Russia offers quick citizenship in Ukraine's separatist area


AP Photo,A Ukrainian serviceman scrambles into a military truck near the front line as the conflict continues in Donetsk region, eastern Ukraine, Sunday, April 21, 2019. Top issues in the election have been corruption, the economy and how to end the conflict with Russia-backed rebels in eastern Ukraine. (AP Photo/Evgeniy Maloletka)
AP Photo,A Ukrainian serviceman scrambles into a military truck near the front line as the conflict continues in Donetsk region, eastern Ukraine, Sunday, April 21, 2019. Top issues in the election have been corruption, the economy and how to end the conflict with Russia-backed rebels in eastern Ukraine. (AP Photo/Evgeniy Maloletka)

MOSCOW (AP) — Russian President Vladimir Putin on Wednesday signed a decree to expedite applications for Russian citizenship by Ukrainians living in separatist-held areas, a move that could shatter hopes for peace in the region following the election of a new Ukrainian president.

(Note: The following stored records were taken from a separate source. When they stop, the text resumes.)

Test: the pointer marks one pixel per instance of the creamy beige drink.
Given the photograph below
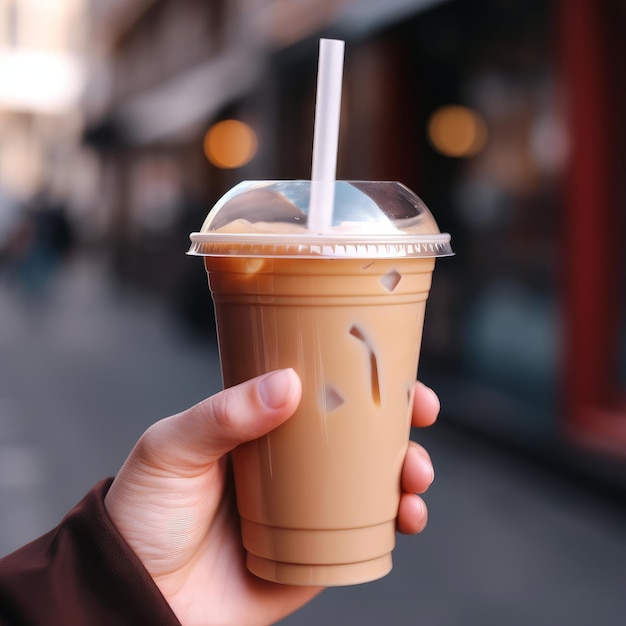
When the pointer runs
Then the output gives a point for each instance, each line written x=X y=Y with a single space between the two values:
x=318 y=497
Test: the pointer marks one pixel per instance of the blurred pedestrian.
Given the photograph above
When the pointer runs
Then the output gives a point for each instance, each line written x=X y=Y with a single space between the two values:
x=160 y=543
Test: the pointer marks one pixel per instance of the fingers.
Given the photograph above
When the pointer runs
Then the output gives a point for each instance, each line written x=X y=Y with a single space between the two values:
x=417 y=472
x=417 y=475
x=425 y=405
x=412 y=514
x=210 y=429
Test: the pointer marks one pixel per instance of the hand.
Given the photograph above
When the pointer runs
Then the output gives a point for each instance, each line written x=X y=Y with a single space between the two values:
x=173 y=502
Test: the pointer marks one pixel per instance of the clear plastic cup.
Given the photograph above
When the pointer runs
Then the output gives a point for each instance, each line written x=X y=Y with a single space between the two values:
x=318 y=497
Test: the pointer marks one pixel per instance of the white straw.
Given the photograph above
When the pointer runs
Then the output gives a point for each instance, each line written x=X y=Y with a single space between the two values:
x=326 y=133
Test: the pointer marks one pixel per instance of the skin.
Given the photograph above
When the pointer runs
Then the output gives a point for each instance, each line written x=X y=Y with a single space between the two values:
x=173 y=502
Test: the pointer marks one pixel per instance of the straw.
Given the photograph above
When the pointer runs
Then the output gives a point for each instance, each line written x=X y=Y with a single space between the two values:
x=326 y=133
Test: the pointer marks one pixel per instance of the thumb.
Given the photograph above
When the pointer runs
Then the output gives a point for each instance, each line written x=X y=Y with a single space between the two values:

The decree published on the Kremlin’s website says that people living in the parts of Ukraine’s Donetsk and Luhansk regions under separatist control will have their applications considered in under three months. They will have to swear allegiance to Russia when given Russian citizenship.

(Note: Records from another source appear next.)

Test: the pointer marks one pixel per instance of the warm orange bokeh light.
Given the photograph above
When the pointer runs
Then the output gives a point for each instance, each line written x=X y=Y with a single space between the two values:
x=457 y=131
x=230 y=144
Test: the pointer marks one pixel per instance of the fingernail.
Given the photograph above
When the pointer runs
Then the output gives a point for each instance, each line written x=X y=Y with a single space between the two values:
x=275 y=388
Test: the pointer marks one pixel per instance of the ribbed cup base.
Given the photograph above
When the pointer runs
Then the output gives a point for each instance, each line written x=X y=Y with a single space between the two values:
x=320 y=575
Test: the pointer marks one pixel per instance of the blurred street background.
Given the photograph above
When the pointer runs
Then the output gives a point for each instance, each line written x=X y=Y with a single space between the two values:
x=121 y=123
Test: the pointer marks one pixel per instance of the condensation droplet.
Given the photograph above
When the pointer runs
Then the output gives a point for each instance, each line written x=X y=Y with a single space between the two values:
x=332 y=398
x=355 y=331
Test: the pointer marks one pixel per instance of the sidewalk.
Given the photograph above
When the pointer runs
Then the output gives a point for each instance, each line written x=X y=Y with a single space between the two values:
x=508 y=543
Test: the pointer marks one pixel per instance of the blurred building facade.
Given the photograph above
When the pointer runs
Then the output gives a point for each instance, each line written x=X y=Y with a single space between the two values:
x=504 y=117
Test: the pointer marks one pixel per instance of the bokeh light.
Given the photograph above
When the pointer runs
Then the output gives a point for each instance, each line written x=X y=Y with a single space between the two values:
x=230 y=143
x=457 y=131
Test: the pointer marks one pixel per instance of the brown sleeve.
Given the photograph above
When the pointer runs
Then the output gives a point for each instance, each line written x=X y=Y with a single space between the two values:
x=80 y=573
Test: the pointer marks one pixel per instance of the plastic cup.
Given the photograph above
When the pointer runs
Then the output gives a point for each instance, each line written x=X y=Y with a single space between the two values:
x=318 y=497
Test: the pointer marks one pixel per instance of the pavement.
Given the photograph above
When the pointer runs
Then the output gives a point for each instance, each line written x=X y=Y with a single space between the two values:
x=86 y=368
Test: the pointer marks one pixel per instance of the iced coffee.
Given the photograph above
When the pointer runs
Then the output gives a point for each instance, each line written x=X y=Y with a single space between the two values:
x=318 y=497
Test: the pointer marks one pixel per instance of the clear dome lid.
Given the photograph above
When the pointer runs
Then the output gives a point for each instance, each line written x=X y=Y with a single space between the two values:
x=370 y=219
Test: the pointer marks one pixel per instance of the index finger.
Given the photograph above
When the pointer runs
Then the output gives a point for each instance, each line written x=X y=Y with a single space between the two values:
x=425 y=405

Putin’s decision could trigger a major escalation in the war in the east and dampen chances for a peace process in the region that seemed to have appeared after the Ukrainian presidential election.

Speculations about expedited citizenship for the Donetsk and Luhansk regions were swirling in Russia throughout the Ukrainian presidential campaign, but it had appeared that the Kremlin was only intending to go through with it if the incumbent leader, Petro Poroshenko, had won.

On Sunday, Poroshenko was defeated by TV comedian Volodymyr Zelenskiy, who will be sworn in next month. Zelenskiy has said his priority for the presidency is to end the war in the east that has claimed more than 15,000 lives.

In his presidential campaign, Zelenskiy did not sound as bellicose as his predecessor and spoke for a peaceful resolution of the conflict. Putin, however, unlike other world leaders, has not yet congratulated him on his victory, saying that the election results are not yet final.

After annexing Crimea in a hastily called referendum, Russia threw its weight behind separatist rebels in the east but stopped short of recognizing their independence vote or, until now, offering Russian citizenship to the local residents, even during the worst of fighting.

There was no immediate reaction from Zelenskiy’s office.